Lt. Matthew Siufanua of the Provo City Police said police are in and around the BYU area everyday because of reports of theft, burglary and other crimes. According to Provo Police, the most common crime reported in Provo is burglary. In February 2012 alone, there were 50 reported cases of burglary.Tyler Heap, a junior history major at BYU, was robbed as a freshman living in Helaman Halls. He said someone broke into the dorms on a Sunday while residents were at church.
“About 10 of us got robbed that day,” Heap said.
When Heap called police to report the crime, he said he was disappointed by the response.
“They came over and took down a report of what happened and what was taken,” Heap said. “After we talked to them, I never heard from the police again.”
Heap said police encouraged the residents to lock their doors in the future. Since the experience, he has been more careful about locking up.”
Students are awful when it comes to leaving that door open,” Siufanua said.
Siufanua described one tactic often used by burglars to take advantage of the transient student population.
“Typically what happens is the burglar will come in and yell out a name,” he explained. “They’ll say, ‘Hey, Suzy!’ and a resident will come out and tell the burglar Suzy doesn’t live at that apartment, so the burglar will leave.”
Siufanua said the burglar will continue in a similar pattern until he finds an apartment that has been left unlocked with no resident inside.
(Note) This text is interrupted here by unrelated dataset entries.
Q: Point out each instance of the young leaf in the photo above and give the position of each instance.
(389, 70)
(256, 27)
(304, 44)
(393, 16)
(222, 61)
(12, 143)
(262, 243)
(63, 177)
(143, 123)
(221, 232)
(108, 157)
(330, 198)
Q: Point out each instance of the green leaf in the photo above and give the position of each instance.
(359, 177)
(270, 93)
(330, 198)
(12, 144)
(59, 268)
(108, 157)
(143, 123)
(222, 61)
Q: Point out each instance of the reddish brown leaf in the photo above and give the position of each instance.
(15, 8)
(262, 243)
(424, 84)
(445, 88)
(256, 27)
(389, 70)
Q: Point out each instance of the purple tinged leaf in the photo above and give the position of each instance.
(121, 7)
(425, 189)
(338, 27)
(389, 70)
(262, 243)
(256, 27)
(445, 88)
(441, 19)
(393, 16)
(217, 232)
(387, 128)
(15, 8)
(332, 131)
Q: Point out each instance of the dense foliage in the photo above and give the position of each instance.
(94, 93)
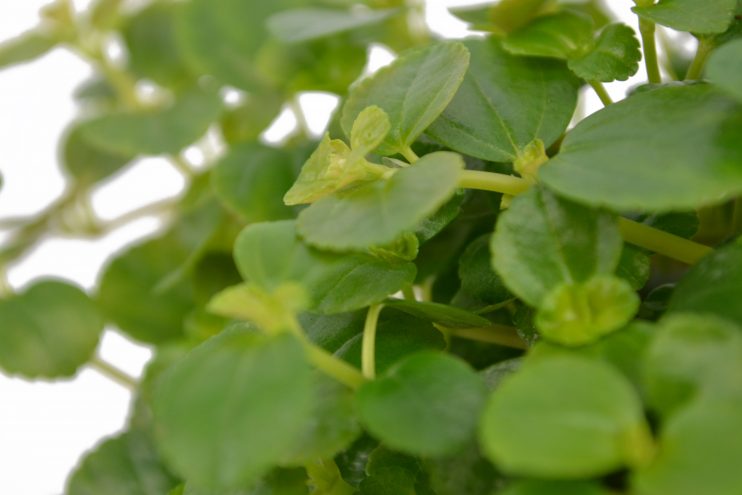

Kyle Lyons, a BYU junior studying exercise science, was surprised when he walked into his apartment at the Isles one night at the beginning of the fall semester and saw two men rummaging through his things.
“It was my first night there, and I didn’t know the other guys living there so I thought it was someone who was rooming with me,” he said. Lyons said he greeted the robbers and apologized for his stuff that was all over the apartment.
Lyons said at that point, one of the men took off running by way of glass door. Lyons began to chase after the man, caught up to him and grabbed him by the sweatshirt.
“I just lectured him a little bit, and then I let him go,” Lyons said. The man had nothing in his hands except a laptop charger, so Lyons thought there had been nothing stolen.
“We got back (to the apartment), and I was still puzzled. I looked for the laptop and it was gone,” Lyons said. A number of other things had also been stolen from the apartment.
Lyons called the police but explained, “Calling the police was kind of pointless because what can they do? There are not enough resources to find the guy who got away.”
Siufanua explained that police are often unable to locate the burglar unless they catch a burglar at the scene of the crime or selling stolen items at a pawn shop.
Siufanua said the best way to prevent crime is to keep doors locked and to write down the serial numbers of valuable items such as phones and laptops.
“Become a hard target,” Siufanua said. “They look for the easy targets. Lock your car doors. Lock your apartment doors. Write down the serial numbers of valuables. The harder we try, the harder we are making it for them.”